思いがけないレオンの一言にヴィンスとアーヴィンは絶句してしまう。まさか自分達が国王のレオンからそのように思われていたなど全く知らなかったのだから当然である。



◇◆◇◆◇◆◇◆◇◆◇◆



 レオンには子供がいなかった。王妃は体が弱く子供を産むのが難しかったのだ。 国王のレオンは国民からとても支持されているが、王妃も同じくらい支持……いや、愛されていた。

 王妃は暇さえ出来れば御供を連れて城下町に出向き様々な国民と触れるようにしていた。分け隔てなく接してくれる王妃に敬意を表し、国民は王妃の事を「王国の母」と呼んでいた。

 ヴィンスやアーヴィン、そしてローザは今でも知らないが、3人がそれぞれ生まれた時もレオン夫婦はお忍びで訪ねて来てくれて赤子の3人それぞれを抱っこしてくれているのだ。


 そしてその王妃も5年前に病で亡くなってしまった。「王国の母」の死は国民を大いに悲しませた。決して大げさではなく全国民が泣いた日だと言われている。

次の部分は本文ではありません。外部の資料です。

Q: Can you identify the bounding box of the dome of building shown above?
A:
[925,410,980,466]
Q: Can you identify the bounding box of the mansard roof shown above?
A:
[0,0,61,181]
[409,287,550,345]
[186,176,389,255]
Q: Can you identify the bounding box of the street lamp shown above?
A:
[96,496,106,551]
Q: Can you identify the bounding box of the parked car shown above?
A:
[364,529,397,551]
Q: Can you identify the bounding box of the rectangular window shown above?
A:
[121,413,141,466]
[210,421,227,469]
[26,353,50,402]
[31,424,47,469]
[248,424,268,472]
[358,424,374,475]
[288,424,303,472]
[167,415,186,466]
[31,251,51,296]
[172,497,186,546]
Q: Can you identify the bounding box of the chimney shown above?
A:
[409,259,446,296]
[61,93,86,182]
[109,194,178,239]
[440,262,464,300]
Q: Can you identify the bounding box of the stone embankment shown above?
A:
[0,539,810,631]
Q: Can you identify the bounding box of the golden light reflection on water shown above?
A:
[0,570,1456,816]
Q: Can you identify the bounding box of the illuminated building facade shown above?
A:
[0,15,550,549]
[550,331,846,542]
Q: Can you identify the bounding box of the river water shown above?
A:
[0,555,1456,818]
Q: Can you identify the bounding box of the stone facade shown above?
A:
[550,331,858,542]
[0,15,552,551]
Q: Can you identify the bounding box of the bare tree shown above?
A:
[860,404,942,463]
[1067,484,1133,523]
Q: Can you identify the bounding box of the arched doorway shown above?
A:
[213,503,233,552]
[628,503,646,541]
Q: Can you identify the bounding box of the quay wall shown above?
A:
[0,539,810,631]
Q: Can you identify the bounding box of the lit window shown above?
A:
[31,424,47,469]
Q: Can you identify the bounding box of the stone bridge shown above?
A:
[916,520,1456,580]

 王妃を愛していたレオンは誰よりも深く悲しんだ。葬儀が終わった後も暫くは政務が全く手につかない程であった。復帰出来る様になったきっかけは「彼女が夢に現れてこっぴどく叱ってくれた」からだそうだった。


 跡継ぎもいないことから、2年程前からロベルトはそれとなく再婚話を持ち出しているのだがレオンは小さく微笑むだけで決して首を縦に振ることは無かった。



◇◆◇◆◇◆◇◆◇◆◇◆



「ヴィンスにアーヴィン。君達のような若者がこれからの王国を支えていって欲しい。よろしく頼む」


「「ははっ!命に代えましても!!」」


 国王に「私達(・・)の子供」とまで思われていた事を知った2人は身震いをしながら応える。


「ああ、いかんな。これでは結局国王として接してしまった。これをマリー(・・・)に見られたら叱られてしまうだろうな」


 自虐的に苦笑いをしてしまうレオン。ふとレオンは周りを見渡すと5人全員が泣いていてビックリしてしまった。

 『マリー』とは亡くなった王妃の名前である。先程からのやり取りで王妃の事を思い出していた5人は何とか泣かないように堪えていたがマリーの名前が出た瞬間、堪えきれず全員泣いてしまったのだ。シェリーに至っては嗚咽を抑えきれず手で口を押えながら洗面所に駆け込んで行った。


「すまん!本当にすまん!私はこれで失礼するから今日は大いにヴィンスを祝ってやってくれ!」


 自分の発言が原因で思わぬ事態になってしまったレオンは皆に謝りながら慌てて帰って行った。


——————————


「我々もそろそろ失礼しようか。本日はお招き頂きありがとう」


「そうだね、父さん。今日は楽しかったです。ありがとうございました!」


「こちらこそ今日は僕の為にわざわざありがとうございました!」


「ロベルト殿、感謝しますぞ」


 時間も遅くなりヴィンスの合格お祝いの会もお開きになっていた。


「奥様にも是非よろしくお伝えください。これは先程お出ししたケーキの残りになってしまいますがお土産にどうぞ」


「おお、これは助かるな。シェリーさん、どうもありがとう」


「母さんもきっと喜びます。シェリーさん、ありがとうございます!」


 シェリーからお土産を受け取ったロベルト達は手を振りながらフランシス邸を後にした。


「ヴィンス、今日は素晴らしい1日だったな」


「はい、父上。今日の事、僕は一生忘れないと思います」


 幼馴染の親友と王国大臣でもあるその父親、そしてわざわざお忍びで来てくれた国王に掛けて貰った言葉。今日の事は一生忘れないと誓うヴィンスであった。